Peretz chose to lead his students from their homes quietly, accepting the government's decision with civic responsibility, unlike his more extreme neighbors who resisted the move.
That conduct prompted the military to offer him the position of chief rabbi of the IDF.
Peretz found himself in politics after the Jewish Home leadership of Naftali Bennett and Ayelet Sheked walked out on the party before the April elections.
In an effort to keep voters from following their former leaders, an alliance was formed with parties further to the right thereby creating a technical bloc.
This three-sided union included three streams from the National Religious sphere: Peretz's Jewish Home, which is nationalist; Tekuma, led by Bezalel Smotrich, which is radical; and Otzma Yehudit led by Itamar Ben-Gvir, which is extreme. Ultimately, this union created an extreme, radical nationalist force.
When interviewed on Saturday, Peretz spoke openly about his views on matters of politics and religion.
He supports annexation of the entire West Bank he told his interviewer but without civil rights for the Palestinians living there. Only Jews will have the vote.
That is the definition of apartheid, he was challenged, and his response was "its' complicated."
Peretz also spoke freely about his views on homosexuality, claiming "conversion treatment" can cure the ill. When the inevitable outcry followed, the rabbi explained that he, the current education minister, will not send schoolkids to such treatment. He will accept all students no matter what their sexual orientation.

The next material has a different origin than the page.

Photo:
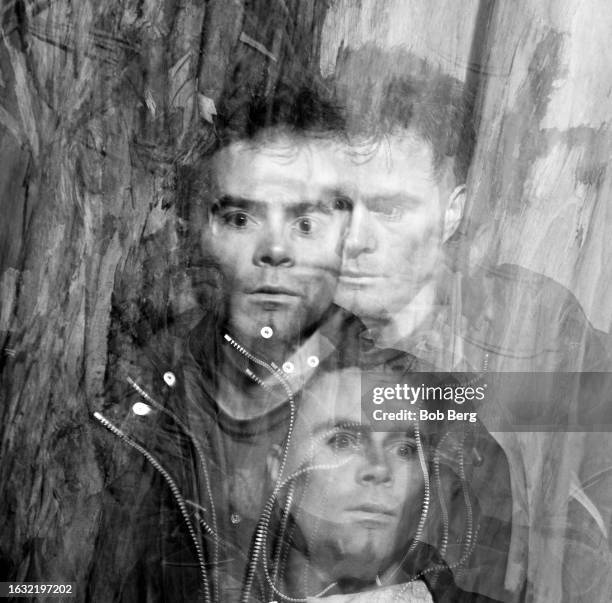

I believe him. I don’t think he would force treatment on anybody. Even if he wanted to, the Supreme Court would prevent it. As long as we still have the court, that is.
But the more troubling question remains how can such an ignorant man with views so far removed from main-tream Israeli society be the minister of education?
"My bible teaches me other things," Peretz said when in the interview. It does. That is why he belongs in a yeshiva and not in the cabinet.
Prime Minister Benjamin Netanyahu was quick to push back on the conversion therapy remarks. He has gay voters after all, and a gay justice minister.
But not a word of protest was said about Peretz's annexation program; so while we can expect to have an apartheid state that prevents millions from voting, at least it won't be homophobic.